Where are you on your journey through the wilderness?

“We do not receive wisdom, we must discover it for ourselves, after a journey through the wilderness which no one else can make for us, which no one else can spare us.”                                                                                                                     – Marcel Proust

We all have a sense of ourselves. We are comfortable in ourselves. Our way seems ‘normal’ to us. But we know there really isn’t a normal, is there? And if we spent most of our time alone, we would never know anything else other than our way. And that would be fine. But we aren’t alone. There are plenty of other ways out there to consider.

Now we can have our little quirks. This is what it’s called when the way we are different isn’t really a big deal, and people tend to look at it as an amusing thing, this little difference. We don’t pay a lot of attention to this, because it really doesn’t affect anything important to us. But what happens as the quirks become bigger?

Well, that kind of depends on who you are. We are all taught certain ways of being from the start. And some of us subscribe heartily to these ways. They make sense to us, and these ways eventually can become the definition of who we are. That’s so important – to know who we are. These people find comfort in being alike, in being part of a group of like-minded others. It’s safe and reassuring.
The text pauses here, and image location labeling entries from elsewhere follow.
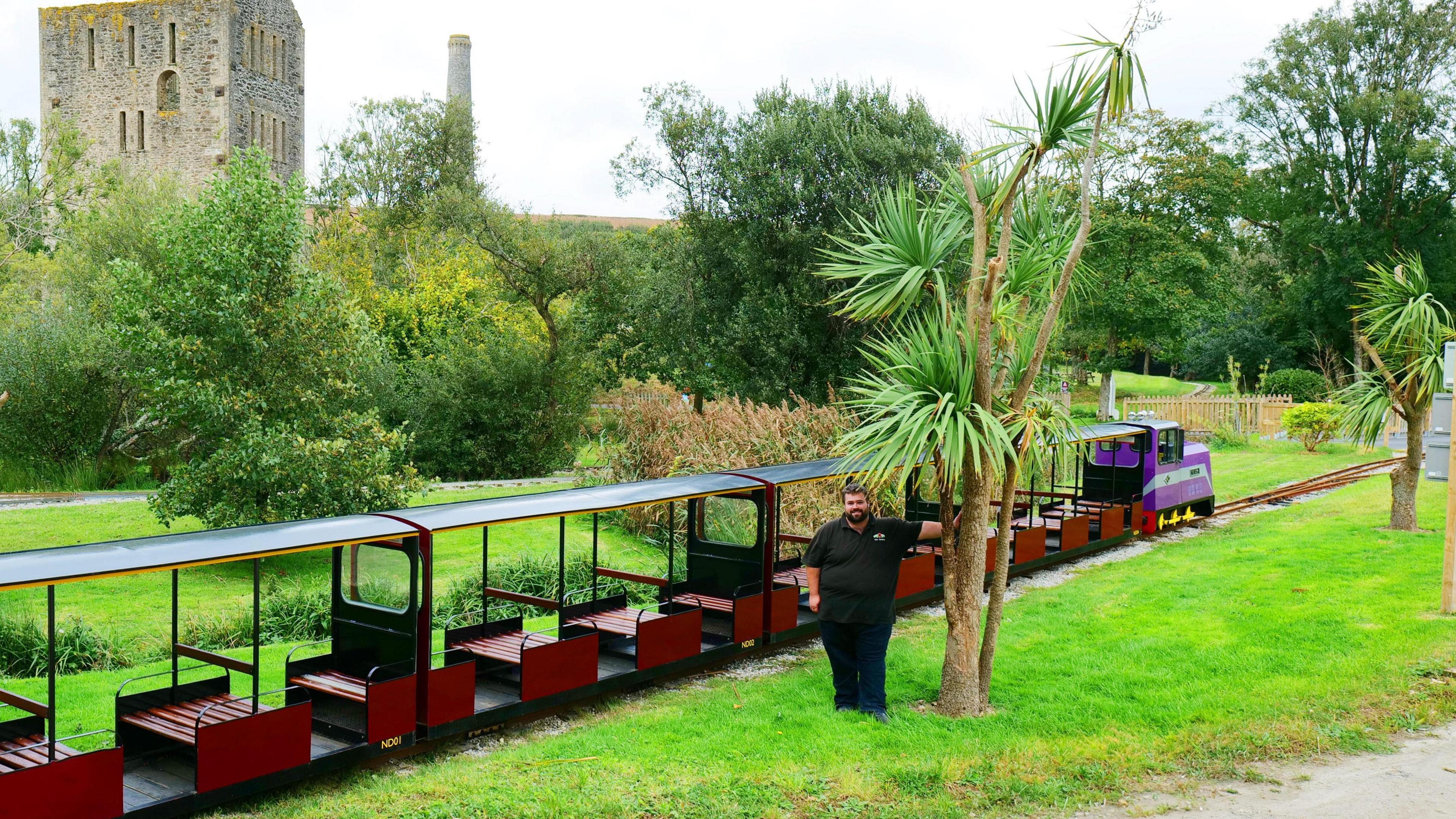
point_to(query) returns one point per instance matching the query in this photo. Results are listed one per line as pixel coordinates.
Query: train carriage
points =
(197, 735)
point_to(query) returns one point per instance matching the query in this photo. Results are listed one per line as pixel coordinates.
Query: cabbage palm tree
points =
(1403, 331)
(956, 385)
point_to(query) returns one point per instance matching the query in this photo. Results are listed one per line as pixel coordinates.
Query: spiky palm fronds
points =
(1407, 327)
(916, 403)
(908, 250)
(1043, 426)
(1365, 407)
(1119, 71)
(1062, 114)
(1043, 235)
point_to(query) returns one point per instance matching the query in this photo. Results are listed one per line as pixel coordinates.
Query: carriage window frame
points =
(1174, 449)
(701, 525)
(1136, 444)
(347, 586)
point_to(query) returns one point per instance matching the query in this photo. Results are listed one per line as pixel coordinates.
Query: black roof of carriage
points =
(466, 513)
(1101, 432)
(111, 559)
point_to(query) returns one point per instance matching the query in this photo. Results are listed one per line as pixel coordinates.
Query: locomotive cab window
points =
(1170, 447)
(375, 577)
(728, 521)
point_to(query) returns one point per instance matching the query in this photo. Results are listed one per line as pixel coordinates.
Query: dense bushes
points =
(657, 441)
(1301, 385)
(1312, 423)
(258, 359)
(79, 648)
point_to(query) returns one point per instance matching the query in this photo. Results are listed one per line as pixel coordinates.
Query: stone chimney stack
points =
(458, 82)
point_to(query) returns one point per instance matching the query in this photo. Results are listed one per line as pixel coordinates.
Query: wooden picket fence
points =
(1250, 414)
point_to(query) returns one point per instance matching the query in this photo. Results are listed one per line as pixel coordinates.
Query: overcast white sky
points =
(558, 86)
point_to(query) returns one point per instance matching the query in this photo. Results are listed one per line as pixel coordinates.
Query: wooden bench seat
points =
(506, 648)
(1052, 524)
(338, 684)
(181, 722)
(705, 602)
(28, 753)
(797, 576)
(618, 621)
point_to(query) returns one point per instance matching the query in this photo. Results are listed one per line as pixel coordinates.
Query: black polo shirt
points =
(860, 570)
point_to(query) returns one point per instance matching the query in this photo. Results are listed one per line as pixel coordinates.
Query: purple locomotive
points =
(1152, 463)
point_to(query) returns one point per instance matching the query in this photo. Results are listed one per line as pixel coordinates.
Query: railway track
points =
(1318, 483)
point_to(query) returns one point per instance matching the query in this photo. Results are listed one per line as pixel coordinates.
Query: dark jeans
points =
(857, 655)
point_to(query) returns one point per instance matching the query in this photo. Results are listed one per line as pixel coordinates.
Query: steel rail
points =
(1315, 484)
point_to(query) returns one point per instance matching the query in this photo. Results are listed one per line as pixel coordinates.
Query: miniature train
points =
(379, 686)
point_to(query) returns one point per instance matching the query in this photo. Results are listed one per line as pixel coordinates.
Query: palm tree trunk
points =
(965, 577)
(998, 598)
(1406, 477)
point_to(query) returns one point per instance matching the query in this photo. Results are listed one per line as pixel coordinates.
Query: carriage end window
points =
(375, 576)
(728, 521)
(169, 91)
(1170, 447)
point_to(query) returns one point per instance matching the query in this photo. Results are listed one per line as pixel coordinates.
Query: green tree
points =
(1350, 120)
(1403, 328)
(255, 358)
(957, 387)
(1163, 219)
(736, 307)
(1312, 423)
(44, 178)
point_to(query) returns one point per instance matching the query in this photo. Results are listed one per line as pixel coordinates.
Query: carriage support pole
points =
(257, 627)
(50, 671)
(1449, 560)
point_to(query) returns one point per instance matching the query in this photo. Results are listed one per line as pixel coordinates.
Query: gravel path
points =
(36, 500)
(1417, 781)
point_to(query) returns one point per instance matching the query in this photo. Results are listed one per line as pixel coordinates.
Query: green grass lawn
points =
(137, 608)
(1283, 633)
(1267, 464)
(1130, 385)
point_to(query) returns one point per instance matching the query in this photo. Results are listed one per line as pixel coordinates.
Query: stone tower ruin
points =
(177, 85)
(458, 78)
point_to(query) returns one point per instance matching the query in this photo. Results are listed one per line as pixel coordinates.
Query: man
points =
(852, 566)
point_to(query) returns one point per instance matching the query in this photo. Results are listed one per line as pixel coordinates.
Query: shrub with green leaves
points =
(78, 646)
(1301, 385)
(258, 359)
(63, 373)
(1312, 423)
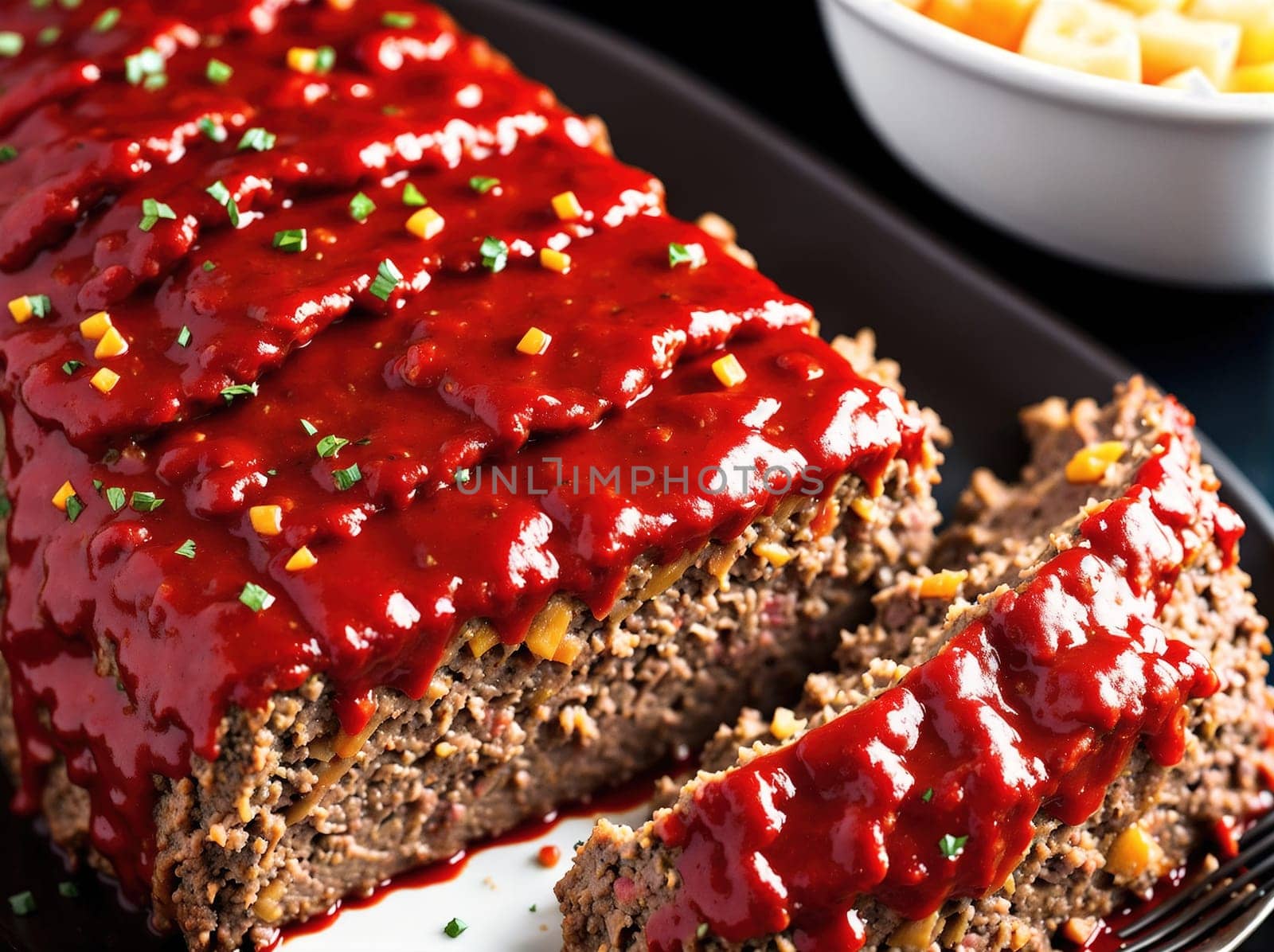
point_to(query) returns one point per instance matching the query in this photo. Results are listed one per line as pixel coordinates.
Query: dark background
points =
(1213, 350)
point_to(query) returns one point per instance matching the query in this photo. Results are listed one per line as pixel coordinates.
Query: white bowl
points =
(1156, 182)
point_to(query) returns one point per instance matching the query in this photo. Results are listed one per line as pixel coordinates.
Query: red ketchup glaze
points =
(424, 384)
(1034, 708)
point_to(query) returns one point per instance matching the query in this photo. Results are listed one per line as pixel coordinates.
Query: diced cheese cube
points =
(1086, 36)
(1191, 80)
(1255, 18)
(1258, 78)
(999, 21)
(1171, 44)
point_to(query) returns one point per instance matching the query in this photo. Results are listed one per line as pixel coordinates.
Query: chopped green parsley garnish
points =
(223, 197)
(23, 903)
(107, 19)
(10, 42)
(679, 255)
(148, 63)
(413, 197)
(218, 72)
(239, 390)
(40, 304)
(212, 129)
(388, 278)
(346, 478)
(153, 210)
(259, 139)
(361, 206)
(494, 255)
(144, 501)
(293, 240)
(331, 446)
(398, 19)
(256, 597)
(952, 847)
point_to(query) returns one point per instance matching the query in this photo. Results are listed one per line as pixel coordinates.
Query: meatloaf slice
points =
(1152, 818)
(296, 813)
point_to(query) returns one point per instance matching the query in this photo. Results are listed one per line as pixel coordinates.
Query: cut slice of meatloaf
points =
(1153, 816)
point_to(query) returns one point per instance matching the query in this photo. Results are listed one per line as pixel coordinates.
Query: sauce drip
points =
(929, 792)
(233, 216)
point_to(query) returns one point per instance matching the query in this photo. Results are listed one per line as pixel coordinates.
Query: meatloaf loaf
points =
(1127, 803)
(386, 465)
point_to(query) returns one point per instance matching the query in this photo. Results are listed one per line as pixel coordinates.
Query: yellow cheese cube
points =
(426, 223)
(1171, 44)
(105, 380)
(1000, 21)
(1086, 36)
(567, 206)
(111, 344)
(1255, 18)
(301, 560)
(267, 520)
(1258, 78)
(65, 491)
(96, 326)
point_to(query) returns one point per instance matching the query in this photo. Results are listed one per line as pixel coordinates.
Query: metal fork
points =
(1220, 911)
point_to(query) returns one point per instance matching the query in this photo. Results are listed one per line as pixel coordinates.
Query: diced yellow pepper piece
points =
(426, 223)
(534, 341)
(483, 641)
(267, 520)
(554, 259)
(1255, 18)
(95, 327)
(1089, 465)
(1171, 44)
(301, 560)
(999, 21)
(105, 380)
(1258, 78)
(567, 206)
(772, 552)
(943, 584)
(112, 344)
(303, 59)
(21, 310)
(65, 491)
(729, 371)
Then there are others, who learn this same way of being, only to question it from the very start. They go along for awhile – even though it feels a little odd, questioning, listening to the answers and wondering why things are the way they are. Some of them think they might have a better idea, and some decide to try it out and see what happens. Of course, this is the smaller group – there are less of these types, and so opposition is common. Going against the grain, you have to be determined, because there is always someone out there who is going to tell you that you are wrong, or that your idea is never going to work. Some of us stubbornly go ahead with our ideas anyway.

And there is nothing wrong with this, and yet sometimes the people from the first group get a bit annoyed and upset with the people in the second group. Somehow their ideas and individuality are seen as some sort of threat, and must be stifled. Exactly why, I am not sure. I have always found that being the devil’s advocate in any conversation makes people really think about where they stand on an issue. It’s a good thing, a healthy way of testing to see if what you believe in has real teeth and not just a regurgitation of someone else’s ideals. I have learned a lot about people during these conversations. I have learned a lot about myself as well.

I have never been satisfied with doing things the way they have always been done. I’ve driven a lot of people nuts by questioning and grinding away at their belief systems. It helps me understand why people do what they do, and helps me know why I firmly believe in the things I do. I like to think hard about why things are the way they are, but I find that a lot of people would rather not. People seem to like to do what they are told. People seem to like to do what large numbers of other people are doing. It’s that comfort thing.

So when someone like me decides to head off in an unconventional direction, you can be sure that there is someone out there at the ready to give me some flack about it. But I really don’t mind. I have been going off in strange directions since the third grade, and have gotten pretty used to the odd reactions it gets from all sorts of people. It’s actually a good thing, because when I get a reaction from someone, that means I’ve made them think about something they might not have considered before. I’ve affected them. Or perhaps it’s more accurate to say they’ve allowed me to affect them.

When I have strong reactions to something that’s been said or done, I take a hard look at why I am reacting that way. What am I afraid of? What is really happening here? Something about how I define myself is being challenged, and I am fighting against it. What if I am not who I think I am? Who am I? Does it matter? Can I be okay with that? These are scary questions, and answering them can lead to dark places we’d rather not explore. Not all of us are willing to go there. Sometimes, it’s a good idea to just sit with the questions and let the answers bubble up with time.

We’ve all had difference life experiences that have shaped our values throughout our lives. This is what drives our reactions. They aren’t good or bad, right or wrong… they just are. And they are all just as valid, even if we can’t find a way to relate to some of them. We are all on the same path, just in different places, travelling at difference paces. We’ll all get there, but we have to find the way on our own, in our own time.